Overall, EHRs and improved access to information are helping to redefine what gold-standards of care mean for patients, healthcare providers and the wider medical industry.
Meghan: What can vendors do to help physicians deliver the best care?
Scott: All of us vendors, who aspire to provide technology in the arena, need to be cautious and cognizant of how our solutions are used and how they fit into the greater healthcare IT machine. Healthcare technology is only going to become more complex, so it’s up to us to ensure the quality is there and that everything works seamlessly together.
At the end of the day, storage plays a major factor in the patients, physicians and researchers ability to access data efficiently.
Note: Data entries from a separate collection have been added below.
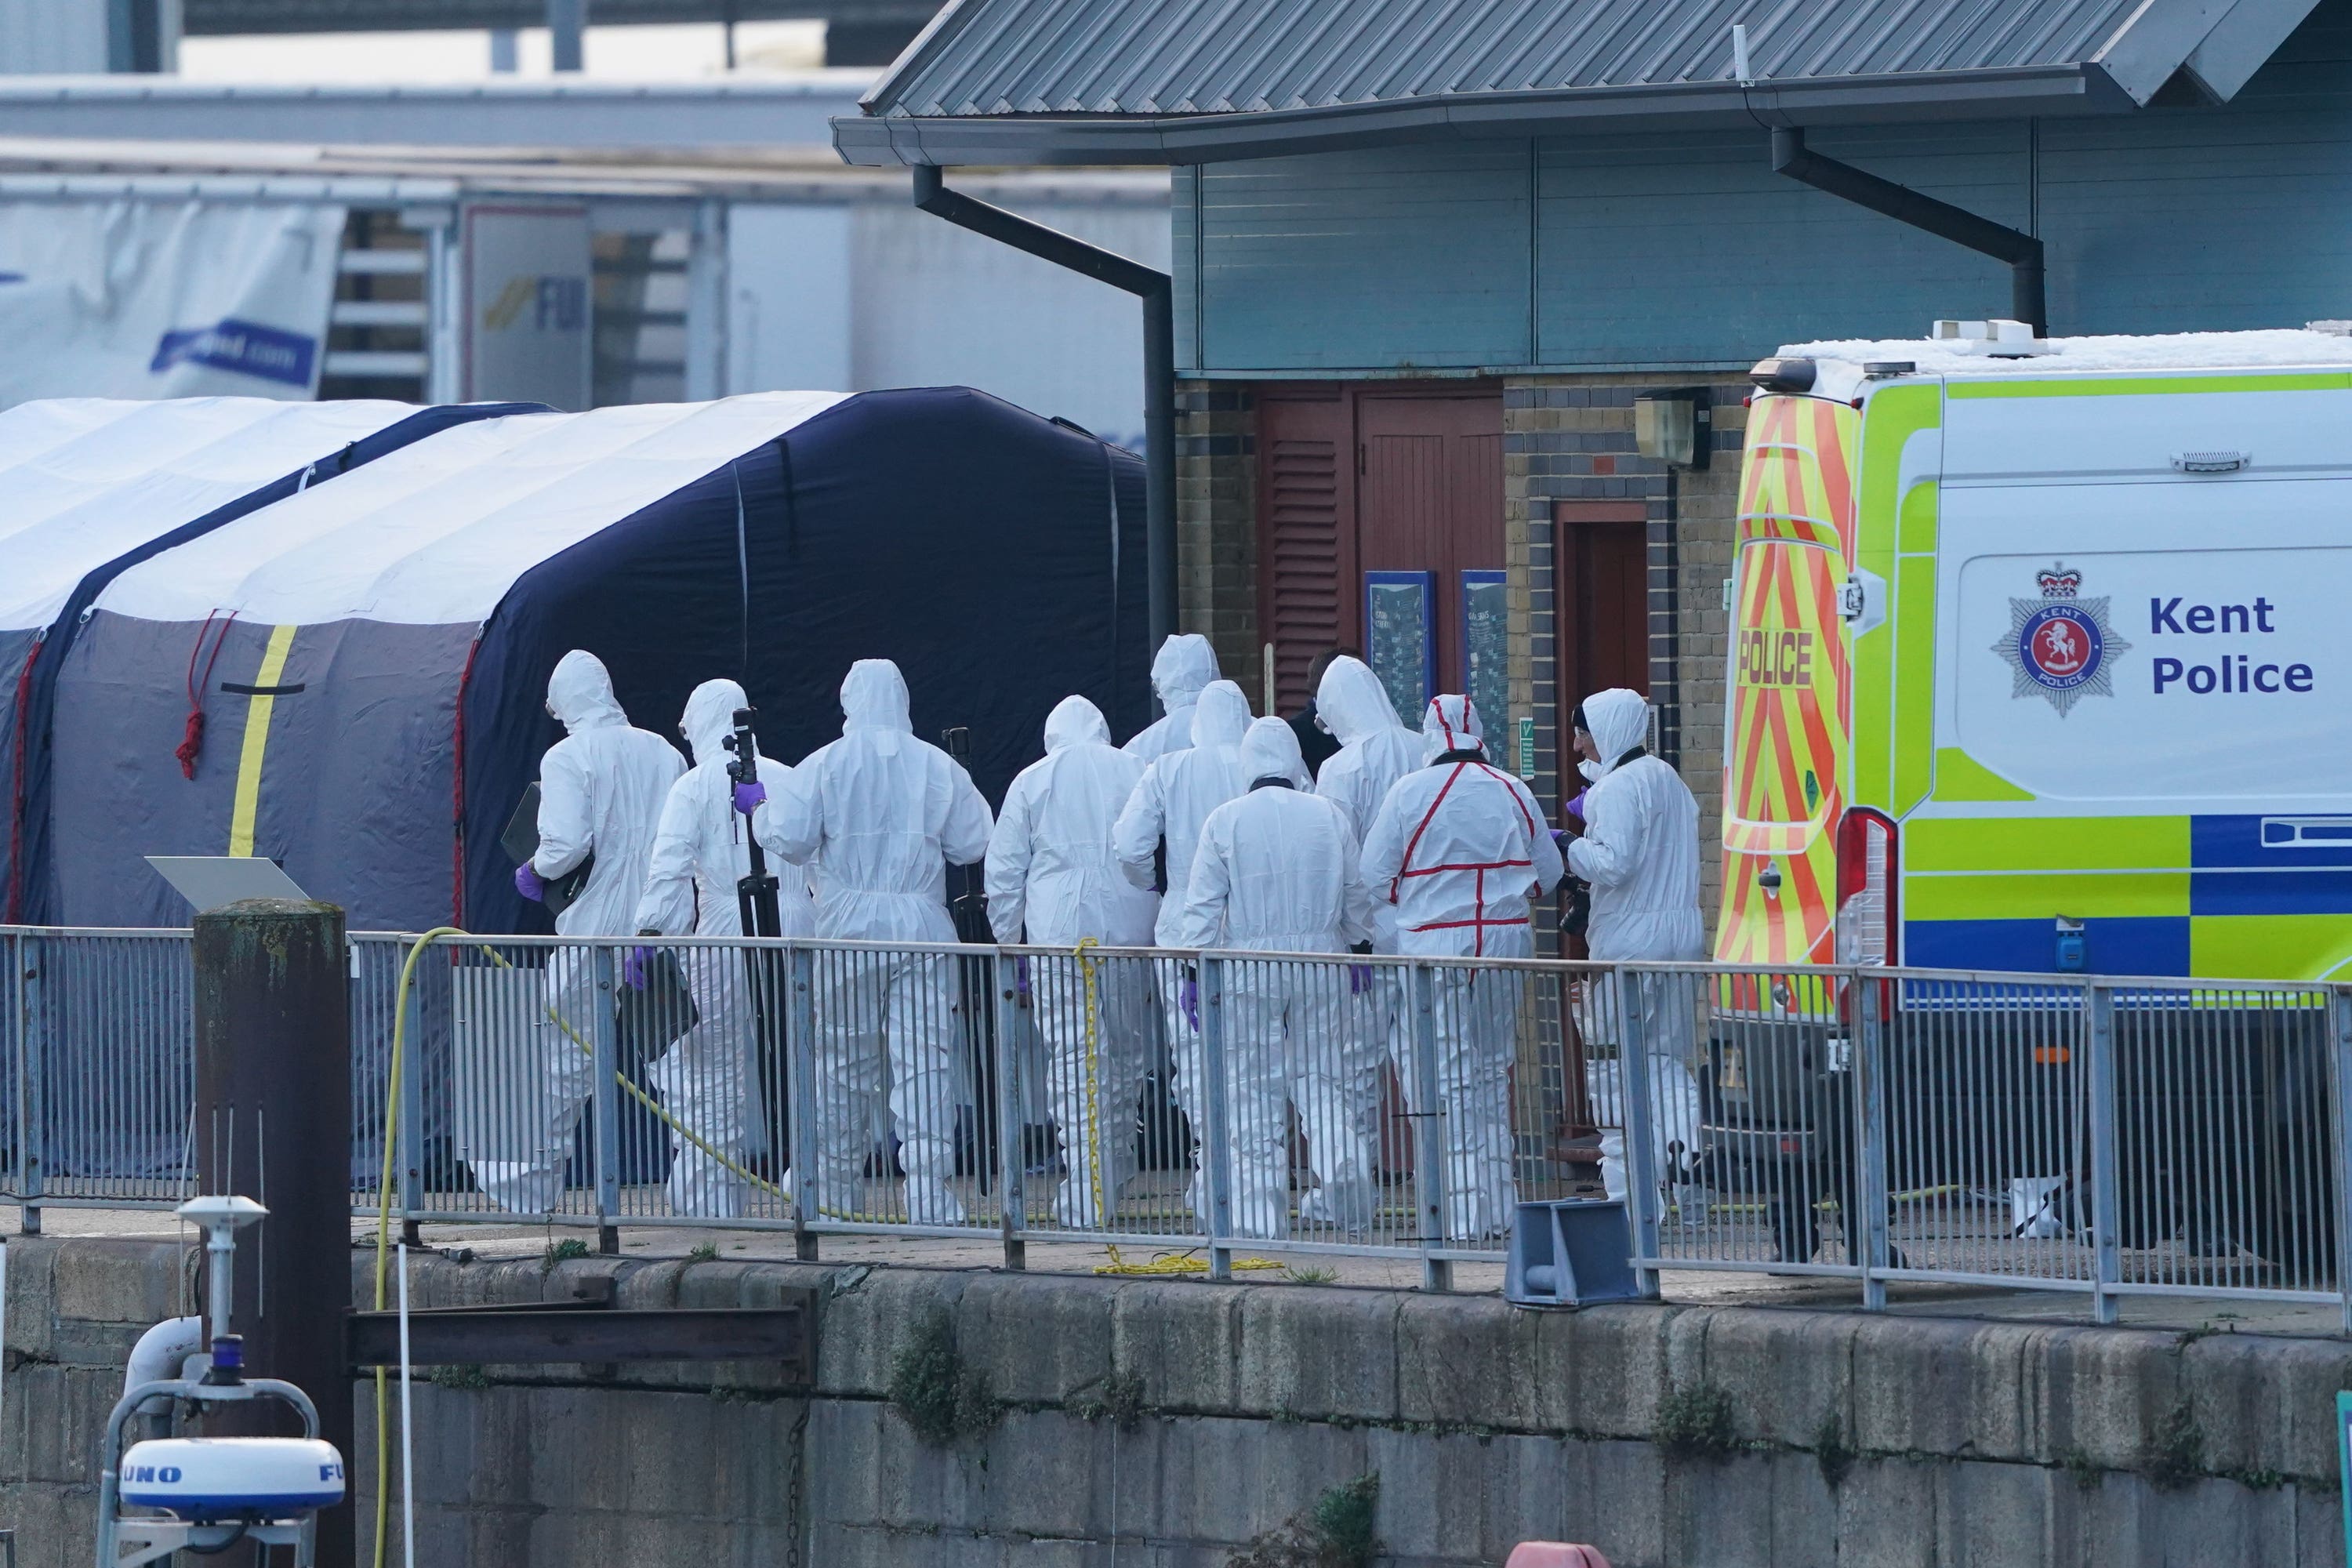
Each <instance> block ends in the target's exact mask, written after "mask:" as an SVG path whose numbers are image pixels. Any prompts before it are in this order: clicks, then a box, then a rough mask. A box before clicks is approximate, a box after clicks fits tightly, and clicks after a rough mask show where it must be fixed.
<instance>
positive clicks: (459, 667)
mask: <svg viewBox="0 0 2352 1568" xmlns="http://www.w3.org/2000/svg"><path fill="white" fill-rule="evenodd" d="M336 491H339V494H334V496H327V494H318V496H313V494H301V496H289V498H282V501H278V503H275V505H270V508H263V510H256V512H252V515H247V517H242V520H240V522H235V524H233V527H226V529H219V531H212V534H207V536H205V538H202V541H195V543H191V545H186V548H181V550H174V552H167V555H162V557H158V559H153V562H146V564H143V567H139V569H134V571H129V574H122V578H120V581H118V583H115V585H113V588H111V590H106V592H103V595H99V599H96V611H94V616H92V618H89V623H87V625H85V628H82V635H80V637H78V639H75V646H73V651H71V656H68V658H66V665H64V672H61V682H59V708H56V722H54V731H56V769H59V778H87V780H94V783H99V780H103V788H94V790H89V792H56V797H54V825H56V842H59V867H61V872H66V875H64V877H61V917H64V919H71V922H75V924H169V922H179V919H183V917H186V910H183V907H176V896H172V893H169V891H167V889H162V884H160V882H158V879H155V877H153V875H151V872H148V870H146V865H141V860H139V858H141V856H148V853H263V856H275V858H278V860H280V863H282V865H285V867H287V872H289V875H294V879H296V882H299V884H301V886H303V889H308V891H310V893H313V896H318V898H329V900H334V903H341V905H346V907H348V910H350V922H353V926H355V929H421V926H430V924H442V922H452V919H456V922H459V924H466V926H468V929H477V931H529V929H543V912H541V910H539V907H536V905H524V903H522V900H520V898H517V896H515V893H513V884H510V877H513V863H510V860H508V858H506V853H503V851H501V849H499V830H501V827H503V825H506V818H508V816H510V813H513V809H515V802H517V799H520V795H522V790H524V788H527V785H529V783H532V778H536V771H539V757H541V752H543V750H546V748H548V745H553V743H555V738H557V736H560V731H557V726H555V722H553V719H550V717H548V715H546V708H543V696H546V679H548V672H550V670H553V665H555V661H557V658H560V656H562V654H564V651H567V649H574V646H581V649H588V651H593V654H597V656H600V658H602V661H604V665H607V668H609V670H612V675H614V682H616V689H619V696H621V703H623V705H626V708H628V712H630V717H633V722H637V724H640V726H644V729H652V731H656V733H663V736H677V717H680V712H682V708H684V698H687V693H689V691H691V689H694V684H699V682H703V679H710V677H717V675H727V677H736V679H741V682H743V684H746V689H748V691H750V696H753V703H755V705H757V708H760V715H762V748H764V750H769V752H771V755H779V757H786V759H797V757H802V755H807V752H809V750H814V748H816V745H821V743H826V741H830V738H833V736H835V733H840V703H837V691H840V682H842V675H844V672H847V670H849V663H851V661H856V658H894V661H898V665H901V668H903V670H906V677H908V684H910V689H913V698H915V703H913V705H915V715H913V717H915V729H917V733H922V736H924V738H931V741H936V738H938V736H941V731H946V729H950V726H960V729H967V731H969V738H971V769H974V776H976V778H978V783H981V788H983V790H985V792H988V795H990V799H1000V797H1002V792H1004V785H1007V783H1009V780H1011V776H1014V773H1016V771H1018V769H1021V766H1023V764H1025V762H1028V759H1033V757H1037V755H1040V748H1042V726H1044V717H1047V712H1049V710H1051V705H1054V703H1056V701H1061V698H1063V696H1070V693H1073V691H1077V693H1084V696H1089V698H1094V701H1096V703H1098V705H1101V708H1103V710H1105V715H1108V717H1110V722H1112V726H1115V731H1120V733H1131V731H1134V729H1141V726H1143V724H1145V719H1148V717H1150V689H1148V679H1145V597H1143V595H1145V585H1143V475H1141V463H1138V461H1136V458H1134V456H1131V454H1127V451H1122V449H1117V447H1108V444H1103V442H1096V440H1091V437H1087V435H1082V433H1075V430H1070V428H1065V425H1056V423H1051V421H1044V418H1037V416H1033V414H1023V411H1021V409H1014V407H1009V404H1004V402H1000V400H995V397H988V395H983V393H974V390H962V388H943V390H901V393H866V395H856V397H830V395H790V393H779V395H757V397H734V400H724V402H717V404H659V407H628V409H593V411H586V414H532V416H517V418H499V421H482V423H477V425H468V428H463V430H447V433H442V435H435V437H428V440H423V442H416V444H414V447H409V449H405V451H397V454H390V456H386V458H379V461H376V463H372V465H369V468H367V470H362V473H353V475H350V477H346V480H339V484H336ZM228 611H235V621H230V623H228V625H226V628H223V625H221V616H226V614H228ZM207 616H209V625H207ZM193 658H202V663H205V670H207V675H209V679H207V682H202V684H205V691H202V698H205V705H207V715H209V717H207V736H205V750H202V757H200V762H198V766H195V776H193V778H183V776H181V769H179V764H176V759H174V748H176V743H179V736H181V731H183V722H186V710H188V691H186V682H188V670H191V661H193ZM247 736H252V741H249V738H247Z"/></svg>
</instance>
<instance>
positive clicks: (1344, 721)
mask: <svg viewBox="0 0 2352 1568" xmlns="http://www.w3.org/2000/svg"><path fill="white" fill-rule="evenodd" d="M1315 717H1319V719H1322V722H1324V729H1329V731H1331V736H1334V738H1336V741H1338V743H1341V745H1352V743H1357V741H1362V738H1364V736H1376V733H1381V731H1383V729H1404V724H1399V722H1397V705H1395V703H1390V701H1388V686H1383V684H1381V677H1378V675H1374V672H1371V665H1367V663H1364V661H1362V658H1348V656H1341V658H1334V661H1331V668H1329V670H1324V677H1322V684H1319V686H1317V689H1315Z"/></svg>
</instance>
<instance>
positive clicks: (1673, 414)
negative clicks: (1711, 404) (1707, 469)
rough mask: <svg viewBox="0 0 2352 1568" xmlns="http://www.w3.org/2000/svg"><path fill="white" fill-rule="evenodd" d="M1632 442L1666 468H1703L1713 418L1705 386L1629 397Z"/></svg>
mask: <svg viewBox="0 0 2352 1568" xmlns="http://www.w3.org/2000/svg"><path fill="white" fill-rule="evenodd" d="M1632 444H1635V451H1639V454H1642V456H1646V458H1658V461H1661V463H1665V465H1668V468H1705V465H1708V449H1710V447H1712V444H1715V418H1712V414H1710V407H1708V390H1705V388H1675V390H1668V393H1639V395H1635V400H1632Z"/></svg>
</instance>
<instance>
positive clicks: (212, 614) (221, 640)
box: [172, 609, 238, 778]
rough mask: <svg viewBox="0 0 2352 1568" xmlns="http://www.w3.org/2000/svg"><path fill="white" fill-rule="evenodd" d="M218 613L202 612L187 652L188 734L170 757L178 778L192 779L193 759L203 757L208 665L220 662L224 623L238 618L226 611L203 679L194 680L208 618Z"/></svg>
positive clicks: (230, 613)
mask: <svg viewBox="0 0 2352 1568" xmlns="http://www.w3.org/2000/svg"><path fill="white" fill-rule="evenodd" d="M216 614H219V611H212V609H207V611H205V625H202V628H198V632H195V646H193V649H188V733H183V736H181V738H179V745H176V748H172V755H174V757H179V776H181V778H195V759H198V757H202V755H205V691H202V689H205V686H209V684H212V665H216V663H221V644H223V642H228V623H230V621H235V618H238V611H228V616H226V618H223V621H221V635H219V637H214V639H212V658H207V661H205V679H195V661H198V656H200V654H202V651H205V635H207V632H212V618H214V616H216Z"/></svg>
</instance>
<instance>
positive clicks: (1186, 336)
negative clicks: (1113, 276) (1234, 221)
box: [1169, 165, 1200, 369]
mask: <svg viewBox="0 0 2352 1568" xmlns="http://www.w3.org/2000/svg"><path fill="white" fill-rule="evenodd" d="M1197 200H1200V169H1195V167H1192V165H1176V167H1174V169H1169V270H1171V277H1174V280H1176V301H1174V308H1176V369H1200V226H1197V223H1195V202H1197Z"/></svg>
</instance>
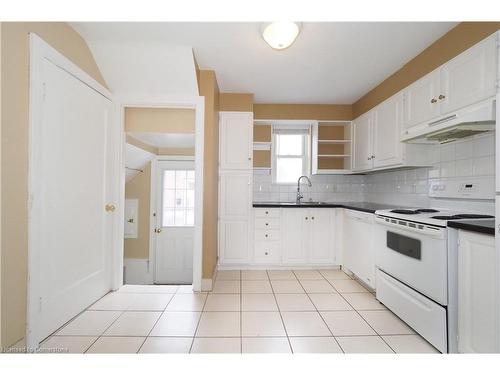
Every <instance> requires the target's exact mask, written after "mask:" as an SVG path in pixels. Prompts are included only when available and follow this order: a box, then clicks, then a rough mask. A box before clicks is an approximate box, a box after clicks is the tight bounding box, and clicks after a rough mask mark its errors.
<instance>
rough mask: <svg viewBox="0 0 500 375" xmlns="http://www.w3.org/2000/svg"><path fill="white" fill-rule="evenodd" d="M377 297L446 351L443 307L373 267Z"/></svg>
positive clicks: (419, 333)
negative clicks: (374, 273)
mask: <svg viewBox="0 0 500 375" xmlns="http://www.w3.org/2000/svg"><path fill="white" fill-rule="evenodd" d="M377 299H378V300H379V301H380V302H382V303H383V304H384V305H385V306H386V307H387V308H388V309H389V310H391V311H392V312H393V313H395V314H396V315H397V316H399V317H400V318H401V319H402V320H403V321H404V322H405V323H406V324H408V325H409V326H410V327H411V328H413V329H414V330H415V331H417V332H418V333H419V334H420V335H421V336H422V337H423V338H424V339H426V340H427V341H429V342H430V343H431V344H432V345H434V346H435V347H436V348H437V349H438V350H439V351H441V352H442V353H446V352H447V331H446V309H445V308H444V307H442V306H441V305H438V304H437V303H435V302H434V301H432V300H430V299H429V298H427V297H425V296H423V295H422V294H420V293H418V292H416V291H415V290H413V289H411V288H409V287H407V286H406V285H404V284H402V283H401V282H399V281H398V280H396V279H395V278H393V277H391V276H389V275H388V274H386V273H385V272H383V271H380V270H377Z"/></svg>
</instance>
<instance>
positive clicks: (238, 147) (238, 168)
mask: <svg viewBox="0 0 500 375" xmlns="http://www.w3.org/2000/svg"><path fill="white" fill-rule="evenodd" d="M219 121H220V145H219V150H220V154H219V168H220V169H224V170H231V169H232V170H242V169H243V170H251V169H252V168H253V162H252V157H253V114H252V113H249V112H221V113H220V120H219Z"/></svg>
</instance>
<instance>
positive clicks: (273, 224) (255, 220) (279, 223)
mask: <svg viewBox="0 0 500 375" xmlns="http://www.w3.org/2000/svg"><path fill="white" fill-rule="evenodd" d="M255 229H280V219H276V218H255Z"/></svg>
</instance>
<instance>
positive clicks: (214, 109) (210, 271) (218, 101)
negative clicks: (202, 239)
mask: <svg viewBox="0 0 500 375" xmlns="http://www.w3.org/2000/svg"><path fill="white" fill-rule="evenodd" d="M198 77H199V80H198V82H199V84H198V88H199V91H200V95H201V96H204V97H205V128H204V129H205V142H204V167H203V185H204V188H203V267H202V268H203V272H202V277H203V278H204V279H207V278H208V279H210V278H212V275H213V272H214V270H215V266H216V265H217V247H218V242H217V235H218V233H217V232H218V225H217V220H218V198H219V197H218V179H219V112H218V110H219V87H218V85H217V79H216V77H215V72H214V71H213V70H200V71H199V73H198Z"/></svg>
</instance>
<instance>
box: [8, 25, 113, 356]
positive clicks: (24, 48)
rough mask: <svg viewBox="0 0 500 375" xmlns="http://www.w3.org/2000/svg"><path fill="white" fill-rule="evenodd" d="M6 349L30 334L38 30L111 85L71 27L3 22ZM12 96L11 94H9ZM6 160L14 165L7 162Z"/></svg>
mask: <svg viewBox="0 0 500 375" xmlns="http://www.w3.org/2000/svg"><path fill="white" fill-rule="evenodd" d="M1 28H2V31H1V38H2V41H1V60H2V63H1V69H2V73H1V75H2V83H1V85H2V86H1V90H2V92H3V93H4V95H2V98H1V100H2V104H1V106H2V114H1V116H2V121H1V125H2V130H1V132H2V142H1V153H2V155H1V160H2V165H1V174H2V177H1V180H2V207H1V209H2V215H1V216H2V217H3V218H6V217H8V218H9V220H2V229H1V232H2V239H1V240H2V246H1V250H2V254H1V256H2V261H1V266H2V274H1V276H2V282H1V285H2V293H1V298H2V303H1V306H2V314H1V315H2V316H1V317H2V328H3V329H2V345H3V346H9V345H11V344H13V343H15V342H16V341H18V340H19V339H21V338H22V337H24V334H25V324H26V278H27V253H28V243H27V241H28V233H27V227H28V215H27V185H28V184H27V178H28V116H29V109H28V102H29V75H28V74H29V39H28V33H30V32H34V33H36V34H38V35H39V36H40V37H41V38H42V39H44V40H45V41H46V42H48V43H49V44H51V45H52V46H53V47H54V48H56V49H57V50H58V51H59V52H61V53H62V54H63V55H65V56H66V57H67V58H69V59H70V60H71V61H73V62H74V63H75V64H76V65H78V66H79V67H80V68H82V69H83V70H84V71H86V72H87V73H88V74H89V75H90V76H92V77H93V78H94V79H96V80H97V81H99V82H100V83H101V84H103V85H105V82H104V79H103V78H102V76H101V73H100V72H99V69H98V67H97V65H96V63H95V61H94V58H93V57H92V54H91V52H90V50H89V48H88V46H87V44H86V43H85V41H84V40H83V39H82V38H81V37H80V35H79V34H78V33H76V32H75V31H74V30H73V29H72V28H71V27H70V26H69V25H68V24H66V23H55V22H43V23H36V22H34V23H28V22H4V23H2V24H1ZM5 93H8V95H5ZM6 160H8V161H9V162H8V163H7V162H6Z"/></svg>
So it is up to us to deliver offerings that meet the high performance, quality and security needs, so the physicians can concentrate on the things that really matter.
Meghan: How will EHRs and healthcare technology change in the next 5 to 10 years?
Scott: Now that the majority of hospital and office based physicians have adopted EHRs, the data we’re collecting is very powerful. From a research and treatment perspective, the next big breakthrough in healthcare will come from big data and analytics.
Even now, we’re starting to see the next generation of treatment options developing. Some of NetApp’s customers are breaking new ground combining EHRs and additional data to uncover new and more effective options including genomics and personalized medicine, based on the patient’s specific DNA.
For vendors, physicians, and patients, this is a truly remarkable time in healthcare.